Machado de Assis em “Teoria do medalhão” descreve, de modo figurativo, o ímpeto mesquinho das aspirações medianas tupiniquins que encoraja a obstinação por títulos e posições cômodas para o sucesso mundano em detrimento do espírito e da inventividade. Em “ Teoria do medalhão” um pai aconselha seu filho a não ter ideias ou apenas compartilhar as que sejam mais aceitas –– comedimento para colher os louros do respeito social. O pai diz ao filho: “ Ser medalhão foi o sonho de minha mocidade”, e enumera conselhos para que o rebento se torne um indicando o uso da retórica pomposa como meio de convencimento e destaque; ainda prega a recusa a uma  originalidade incômoda –– aconselha, também, o uso de frases feitas baseadas na mais moderna terminologia científica. O doutor e o medalhão são figuras que aninam o imaginário nacional de sucesso e respeitabilidade no qual a forma, a “ retórica de bacharel” e os títulos  importam mais que ventilar novas ideias e o impulso inventivo que proporciona o avanço de uma civilização. 


Curioso observar como Tobias e Lima Barreto, com base em suas biografias,  podem ser compreendidos sob a figura do intelectual atormentado pelo atraso e banalidades da inócua mentalidade provinciana nos trópicos; embora Lima Barreto tenha morado no Rio de Janeiro isso pouco importa, pois a questão não é a de um locus determinado, mas a de uma espécie de axioma que permeia a  formação de uma cultura.
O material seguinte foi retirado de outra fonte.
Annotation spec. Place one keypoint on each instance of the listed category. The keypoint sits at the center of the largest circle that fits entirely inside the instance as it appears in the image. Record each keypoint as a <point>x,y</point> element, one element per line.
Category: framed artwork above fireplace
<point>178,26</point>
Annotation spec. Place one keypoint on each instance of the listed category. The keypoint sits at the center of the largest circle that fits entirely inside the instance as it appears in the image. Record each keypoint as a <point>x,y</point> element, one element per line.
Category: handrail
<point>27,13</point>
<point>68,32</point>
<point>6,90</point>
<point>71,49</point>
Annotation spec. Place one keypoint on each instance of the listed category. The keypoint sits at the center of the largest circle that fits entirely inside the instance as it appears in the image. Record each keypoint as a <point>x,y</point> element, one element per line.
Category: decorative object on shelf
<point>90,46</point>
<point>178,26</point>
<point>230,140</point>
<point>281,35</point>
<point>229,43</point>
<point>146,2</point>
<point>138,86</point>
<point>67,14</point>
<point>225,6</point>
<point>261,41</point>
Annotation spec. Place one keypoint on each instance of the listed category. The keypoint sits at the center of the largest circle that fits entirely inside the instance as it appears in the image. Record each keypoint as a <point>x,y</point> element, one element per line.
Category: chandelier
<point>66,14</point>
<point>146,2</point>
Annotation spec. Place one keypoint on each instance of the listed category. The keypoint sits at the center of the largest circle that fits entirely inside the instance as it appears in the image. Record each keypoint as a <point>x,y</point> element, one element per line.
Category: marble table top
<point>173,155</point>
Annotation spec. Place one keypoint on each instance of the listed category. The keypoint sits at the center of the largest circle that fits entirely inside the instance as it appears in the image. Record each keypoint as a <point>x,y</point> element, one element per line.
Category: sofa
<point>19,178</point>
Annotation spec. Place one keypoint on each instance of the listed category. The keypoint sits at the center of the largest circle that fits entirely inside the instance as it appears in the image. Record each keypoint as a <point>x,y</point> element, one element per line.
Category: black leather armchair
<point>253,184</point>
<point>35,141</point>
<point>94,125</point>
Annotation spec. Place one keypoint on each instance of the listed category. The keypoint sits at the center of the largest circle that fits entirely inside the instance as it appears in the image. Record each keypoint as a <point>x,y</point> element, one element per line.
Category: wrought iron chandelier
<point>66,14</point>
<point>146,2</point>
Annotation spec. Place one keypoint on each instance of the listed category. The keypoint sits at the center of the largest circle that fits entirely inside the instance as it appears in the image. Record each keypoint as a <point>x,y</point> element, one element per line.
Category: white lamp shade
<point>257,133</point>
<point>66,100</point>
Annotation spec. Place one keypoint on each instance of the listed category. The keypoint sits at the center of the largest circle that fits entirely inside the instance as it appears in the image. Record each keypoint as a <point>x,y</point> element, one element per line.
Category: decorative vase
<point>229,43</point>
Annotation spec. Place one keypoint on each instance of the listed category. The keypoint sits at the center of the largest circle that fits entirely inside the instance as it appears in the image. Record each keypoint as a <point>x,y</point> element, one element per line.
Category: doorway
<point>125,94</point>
Esses geniais autores sofreram os reveses da vida, de uma sociedade de etéreos valores humanísticos e da inconstância de uma nação formada pela lassidão de degredados. Para Tristão de Ataíde, em um ensaio intitulado “ Lima Barreto”, o escritor foi herdeiro de Machado de Assis e intérprete “dos medíocres, dos apagados, daqueles que passam como sombras ou como engrenagens, humilhados pela Sociedade, com S maiúsculo, e indispensáveis a ela”. Em um pequeno ensaio sobre “Numa e a Ninfa”*, romance de Lima Barreto, o grande crítico literário da terra do saroio, João Ribeiro, louva a notável capacidade descritiva de Lima Barreto quanto à “ desordem fundamental de nossos costumes”, sendo o escritor dotado de “observação arguta, de imaginação e de estilo”; não obstante, o grande crítico literário, também aponte defeitos de acabamento na obra do escritor. Tobias e Lima Barreto alcançaram, em um tour de force,  notoriedade e cravaram o nome na história, porém permaneceu em ambos a indignação ferrenha contra o estado de mendicidade espiritual tupiniquim.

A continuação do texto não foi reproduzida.